Vaquas wrote:Cybernetic Socialist Republics wrote:
I can't really imagine there is a more effective way of selling this than "It is the literal word of Ronald Reagan that this is the solution to this exact problem and it has also has bipartisan support."
I suppose you could go "you the workers put your labor producing the profits that allowed the purchase of the robots so you deserve a share" but that would be a direct line to being attack as a marxist argument, which is exactly what the take would been had Kurian gone that route, instead of some vague flapping around about it being too 'wonkish' and complex. As if deciding what does and what doesn't count as automation wouldn't be a mess.
But that's ok, I'll just compile a list of (not-x) senate politicians that have supported ESOPs because their real life counterparts did. There's a ton of them. Everyone else can have their chars be against it from some weird reason.
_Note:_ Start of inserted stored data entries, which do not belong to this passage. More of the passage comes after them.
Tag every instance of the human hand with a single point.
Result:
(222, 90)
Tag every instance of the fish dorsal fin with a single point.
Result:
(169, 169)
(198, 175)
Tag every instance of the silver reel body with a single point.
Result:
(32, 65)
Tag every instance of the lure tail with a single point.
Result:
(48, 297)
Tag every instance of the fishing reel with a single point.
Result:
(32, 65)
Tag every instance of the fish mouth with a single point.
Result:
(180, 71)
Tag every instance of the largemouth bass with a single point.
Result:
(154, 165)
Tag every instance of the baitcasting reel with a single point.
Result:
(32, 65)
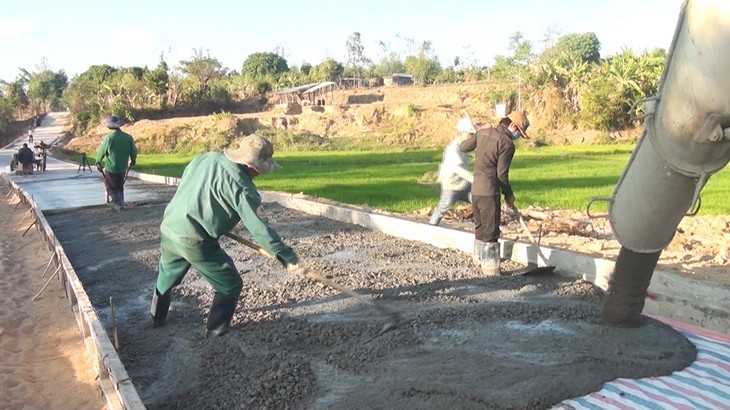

Its not about policy, the policy is fine, its about the average Republican primary voter in the year 2021 after education polarization has radically shifted things.
CNN exit poll puts college graduate support for trump in 2016 at 39% and 41% in 2020. Virtually untouched if it's moved, he gained. This is despite the fact he won in Wisconsin in 2016 and lost in 2020.
When you add to the fact that Wisconsin was won in this timeline by a guy who would easily be more attractive to college educated people than trump, there is literally no reason for me to think college polarization and defection from the Republicans in Wisconsin specifically is worse in this 2020 than real life 2016 or 2020.
again, unless I'm gonna TG about every single thing there's no way I could know what your guys perception of what politics should be is. Maybe If I was in the discord that would be feasible, but as it stands all I can do is look at real life data, I can't read minds.